Others would like to buy more but wait for the drop. “I’ll wait a little longer until it’s a little lower” I’ve seen it many times. Consequence? They are still on the sidelines with their money since they can’t time the absolute bottom either.
Make a simple plan and stick to it. It’s that simple, don’t go crazy. Just buy your ETFs every month or whatever your plan is. Self-discipline is key
How Can You Invest As A Student? Dividend Vs. Growth Vs. Index Funds
If you’ve already gotten into investing, you may know there are different ways to invest as a student. Some opt for broad index trackers or ETFs, while others invest in dividends or even take a little more risk and opt for growth stocks.
If you know nothing about investing, this may sound like Greek to you, but trust me, these types of terms will become familiar to you in no time. Below, I briefly give more information about the different forms of investing.
Investing In Broad ETFs
In my opinion, this is the simplest and safest way and an excellent way to start investing. ETF stands for exchange-traded fund, and you can think of it as a basket of stocks. Such a basket can contain, for example, the largest US stocks (S&P500). However, some ETFs are very widely distributed. In my opinion, this is a very safe and sound way to invest.

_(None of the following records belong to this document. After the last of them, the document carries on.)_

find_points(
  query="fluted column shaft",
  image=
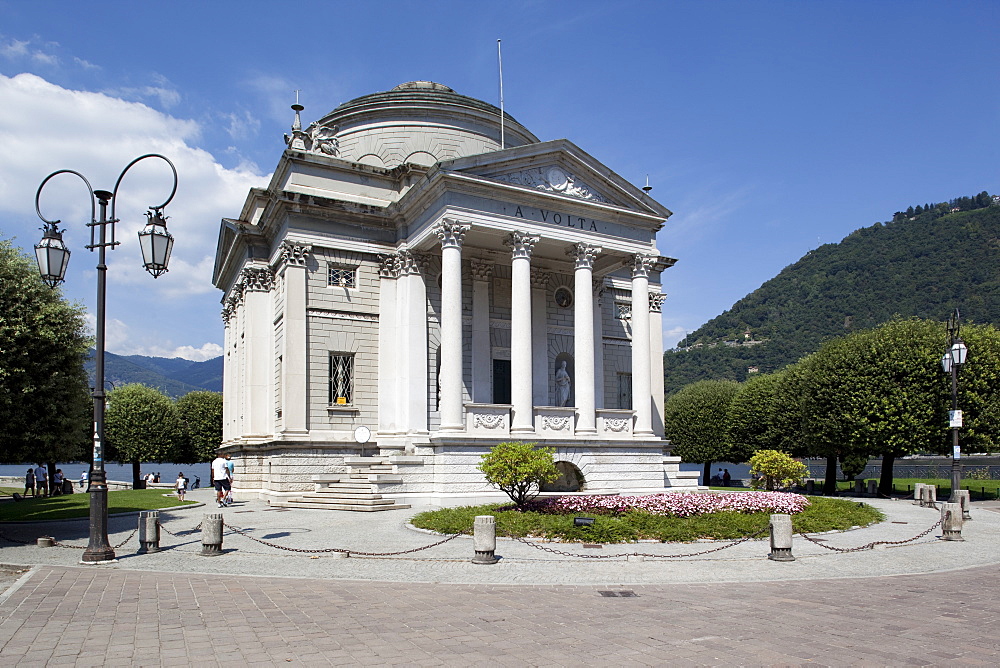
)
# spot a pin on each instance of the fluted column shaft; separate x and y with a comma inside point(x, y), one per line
point(521, 245)
point(583, 336)
point(451, 234)
point(641, 390)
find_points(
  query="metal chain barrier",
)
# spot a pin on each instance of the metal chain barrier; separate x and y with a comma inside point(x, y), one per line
point(181, 534)
point(243, 533)
point(15, 540)
point(738, 541)
point(871, 545)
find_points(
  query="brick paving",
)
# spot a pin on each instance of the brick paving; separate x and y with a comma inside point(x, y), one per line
point(87, 616)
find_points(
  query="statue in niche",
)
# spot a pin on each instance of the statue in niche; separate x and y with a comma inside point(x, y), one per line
point(563, 382)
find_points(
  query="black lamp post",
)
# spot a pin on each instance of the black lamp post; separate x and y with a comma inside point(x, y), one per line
point(953, 358)
point(53, 258)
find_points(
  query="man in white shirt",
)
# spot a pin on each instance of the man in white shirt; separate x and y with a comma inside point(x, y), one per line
point(222, 479)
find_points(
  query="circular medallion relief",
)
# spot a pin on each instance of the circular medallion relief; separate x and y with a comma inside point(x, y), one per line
point(564, 297)
point(557, 178)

Therefore, an ETF is a product with which you can easily diversify. This way, you will never have the best return, but you will never have the worst return, either. This is because it simply follows the growth or decline of the average market.
Another way to invest is to invest in so-called dividend stocks. These are stocks of companies that pay relatively large dividends. Dividends are profit sharing.

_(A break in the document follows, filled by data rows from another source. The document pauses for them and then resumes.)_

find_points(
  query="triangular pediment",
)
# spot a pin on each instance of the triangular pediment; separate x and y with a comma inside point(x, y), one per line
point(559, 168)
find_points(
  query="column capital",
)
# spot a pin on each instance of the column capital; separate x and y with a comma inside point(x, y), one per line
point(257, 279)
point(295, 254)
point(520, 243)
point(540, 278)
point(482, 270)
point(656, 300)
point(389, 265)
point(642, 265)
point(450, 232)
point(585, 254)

For example, if you buy a share of company A for 100$, it may be the case that that company pays out 1% profit per shareholder every quarter. So, if you own a 100$ share, you will receive four times 1$ per year. We say that you receive a dividend of 4%.
The good thing is that good companies increase their dividend a little bit each year. So, for example, it could be that twenty years from now, company A will not pay 4$ per year but 10$ per year. You bought that stock today for $100, so it is getting a whopping 10% dividend.

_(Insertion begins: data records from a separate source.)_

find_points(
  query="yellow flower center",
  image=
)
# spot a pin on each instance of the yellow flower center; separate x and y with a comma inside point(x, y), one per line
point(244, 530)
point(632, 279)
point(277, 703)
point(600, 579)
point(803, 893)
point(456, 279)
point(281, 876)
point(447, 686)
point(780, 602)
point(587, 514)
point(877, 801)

The downside is that companies are not obliged to continue paying dividends. When the stock market goes bad, they may decide to lower the dividend or, in an extreme case, even stop paying dividends.
Another option is to invest in growth stocks. In my opinion, this is a way of investing that involves much more risk. You invest in companies that you expect to become very large eventually. Basically, you’re looking for companies that you expect to be the next Google or Facebook.
Tesla is a popular growth stock right now. Many people believe that Tesla will get much bigger and, therefore, will invest in the company. Of course, you can make a lot of money on this, but the risks are also huge. You’re left with a worthless stock when Tesla has a setback and can’t meet expectations.
Join A Student Investment Club
You can exchange knowledge and experiences with other students in an investment club. Did you know that many universities and colleges have investment clubs? The great thing about an investment club is that you share experience and knowledge with other students, which ultimately makes you better at investing.
Most clubs are open to all students, even if you don’t have experience yet. Check your educational institution’s website to see if they have an investment club, and simply sign up for a chat. Most clubs will welcome you with open arms.
You can have a considerable advantage over the rest when you start investing as a student. You are still young, and your money has more time to come back. You also invest in yourself by acquiring more knowledge. Ensure you have a good emergency fund, the right mindset, and self-discipline, and stay away from investing in your student finances.